And on this the story of directed transformations essentially ends. As soon as you bypass various complications of directional transformations and make a real filter, it does not work normally in a modern codec for an unexpected reason: due to competition with a variable block size. That is, in a codec with a fixed block size, the addition of directional transformations gives an impressive increase in efficiency. And the variable block size in itself gives even greater benefits. But the combination of variable block size and directional transformations leads to a worse result than using each of these methods separately. The variable block size has already eliminated the redundancies that are used by directional transformations, and even made it more efficient.

When developing Daala, Nathan Egge and I experimented a lot with directional transformations. I looked at the problem from both the input and the output side, using sparse matrix multiplications to transform the output diagonal boundaries into a vertical / horizontal position. Nathan tested the well-known approaches to directional transformations, rearranging the data at the input. We came to one conclusion: additional complexity does not provide any objective or subjective benefits.
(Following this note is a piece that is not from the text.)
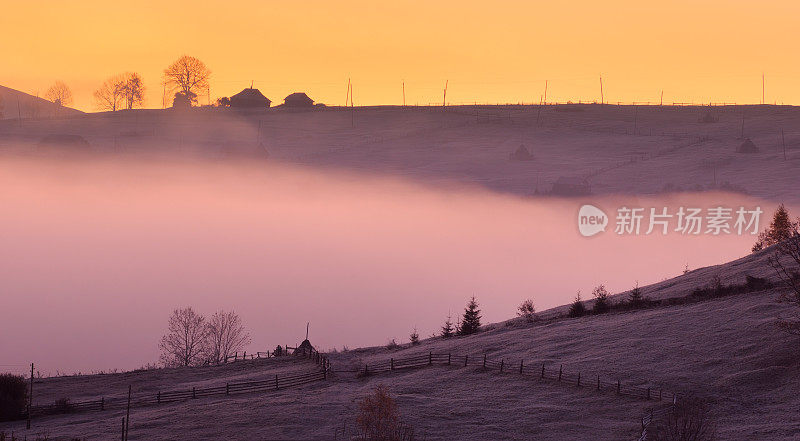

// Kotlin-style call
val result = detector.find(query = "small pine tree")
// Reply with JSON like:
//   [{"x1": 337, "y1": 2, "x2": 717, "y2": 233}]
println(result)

Applying directional transformations to Daala (and other codecs) could be a mistake, but the research raised one issue mentioned earlier: how to quickly filter along borders without expensive re-sampling? Answer: no need to re-sample. Make an angle approximation, moving along the whole nearest pixel. Make an approximation of the transformed core, literally or conceptually rearranging the pixels. This approach leads to some distortions (aliasing), but it works quite well and quickly enough .
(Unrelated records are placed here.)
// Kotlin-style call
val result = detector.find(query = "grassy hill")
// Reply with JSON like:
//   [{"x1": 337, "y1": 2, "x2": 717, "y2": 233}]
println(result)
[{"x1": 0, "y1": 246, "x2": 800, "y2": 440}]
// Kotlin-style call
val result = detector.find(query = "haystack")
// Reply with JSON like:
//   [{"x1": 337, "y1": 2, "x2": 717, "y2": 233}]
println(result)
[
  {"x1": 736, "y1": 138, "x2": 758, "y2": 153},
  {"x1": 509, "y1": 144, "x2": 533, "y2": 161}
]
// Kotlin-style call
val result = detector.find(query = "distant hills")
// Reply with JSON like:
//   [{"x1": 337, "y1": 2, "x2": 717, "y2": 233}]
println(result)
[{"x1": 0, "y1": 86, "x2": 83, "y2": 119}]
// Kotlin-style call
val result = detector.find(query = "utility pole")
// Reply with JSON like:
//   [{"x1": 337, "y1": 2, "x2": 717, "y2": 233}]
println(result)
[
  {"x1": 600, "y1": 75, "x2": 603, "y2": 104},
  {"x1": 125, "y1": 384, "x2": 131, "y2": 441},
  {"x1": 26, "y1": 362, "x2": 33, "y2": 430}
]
Directed Predictors, Part 2: Daala Chronicles

The history of the CDEF in the Daala codec began with attempts to do something completely different: the usual boring directed intra-prediction. Or at least something normal for the Daala codec.

I wrote about the Daala intra-forecasting scheme in the frequency domain when we first started working on it. The math is quite working here; no cause for concern. However, the naive implementation required a huge number of matrix multiplications, which turned out to be too expensive for the codec in production. We hoped that the computational load can be reduced by an order of magnitude due to thinning - the elimination of matrix elements that do not make a large contribution to the forecast.
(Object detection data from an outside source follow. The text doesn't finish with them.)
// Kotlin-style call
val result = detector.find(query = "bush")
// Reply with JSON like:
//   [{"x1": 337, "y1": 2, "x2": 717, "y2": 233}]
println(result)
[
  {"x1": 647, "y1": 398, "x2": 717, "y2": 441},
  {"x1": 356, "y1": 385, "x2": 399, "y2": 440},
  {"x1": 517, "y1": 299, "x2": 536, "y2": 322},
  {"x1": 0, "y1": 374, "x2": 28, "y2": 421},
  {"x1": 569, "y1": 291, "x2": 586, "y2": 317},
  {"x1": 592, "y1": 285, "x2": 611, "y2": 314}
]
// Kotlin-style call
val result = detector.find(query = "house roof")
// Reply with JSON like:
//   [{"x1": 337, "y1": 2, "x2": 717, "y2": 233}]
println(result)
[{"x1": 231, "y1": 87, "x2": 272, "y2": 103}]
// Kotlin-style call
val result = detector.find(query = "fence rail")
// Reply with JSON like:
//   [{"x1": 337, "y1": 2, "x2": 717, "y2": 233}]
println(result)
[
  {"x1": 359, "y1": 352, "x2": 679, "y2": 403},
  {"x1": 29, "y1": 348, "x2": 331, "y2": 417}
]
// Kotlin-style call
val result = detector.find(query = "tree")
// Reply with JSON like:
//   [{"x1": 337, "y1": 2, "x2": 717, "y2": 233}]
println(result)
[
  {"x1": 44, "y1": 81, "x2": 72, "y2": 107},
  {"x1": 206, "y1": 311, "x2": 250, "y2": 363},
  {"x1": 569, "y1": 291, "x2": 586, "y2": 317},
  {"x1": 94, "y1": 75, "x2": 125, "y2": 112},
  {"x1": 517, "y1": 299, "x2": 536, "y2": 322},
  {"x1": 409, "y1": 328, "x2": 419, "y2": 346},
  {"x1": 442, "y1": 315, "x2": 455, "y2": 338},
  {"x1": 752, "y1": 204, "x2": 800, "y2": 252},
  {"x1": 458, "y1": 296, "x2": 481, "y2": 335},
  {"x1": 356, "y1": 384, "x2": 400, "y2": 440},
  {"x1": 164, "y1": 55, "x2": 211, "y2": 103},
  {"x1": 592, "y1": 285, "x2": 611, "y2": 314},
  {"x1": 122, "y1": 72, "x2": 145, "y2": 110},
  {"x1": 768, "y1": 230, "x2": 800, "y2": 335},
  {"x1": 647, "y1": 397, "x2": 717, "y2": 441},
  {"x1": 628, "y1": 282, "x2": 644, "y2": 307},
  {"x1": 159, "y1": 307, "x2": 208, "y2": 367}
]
But thinning does not work as desired. At least when we implemented it, it lost too much information, making the technique unusable in practice.

Of course, Daala still needed some form of intra-prediction, and Jean-Marc Valin had an idea: an autonomous prediction codec that works in the spatial domain parallel to the Daala codec in the frequency domain. As a kind of symbiote working in tandem, but not dependent on Daala, it is not limited to the requirements of the Daala for the frequency domain. This is how Intra Paint appeared . An example of the Intra Paint prediction algorithm in a photograph of Sydney Harbor

. The visual output is clearly directed, fits well with the block boundaries and features of the original image, creating a pleasant (perhaps a bit strange) result with clear boundaries

Intra Paint filter worked in a new way: it encoded one-dimensional vectors only along the block boundaries and then drove the pattern in the chosen direction . It's like splashing paint, and then smearing it in different directions in open areas.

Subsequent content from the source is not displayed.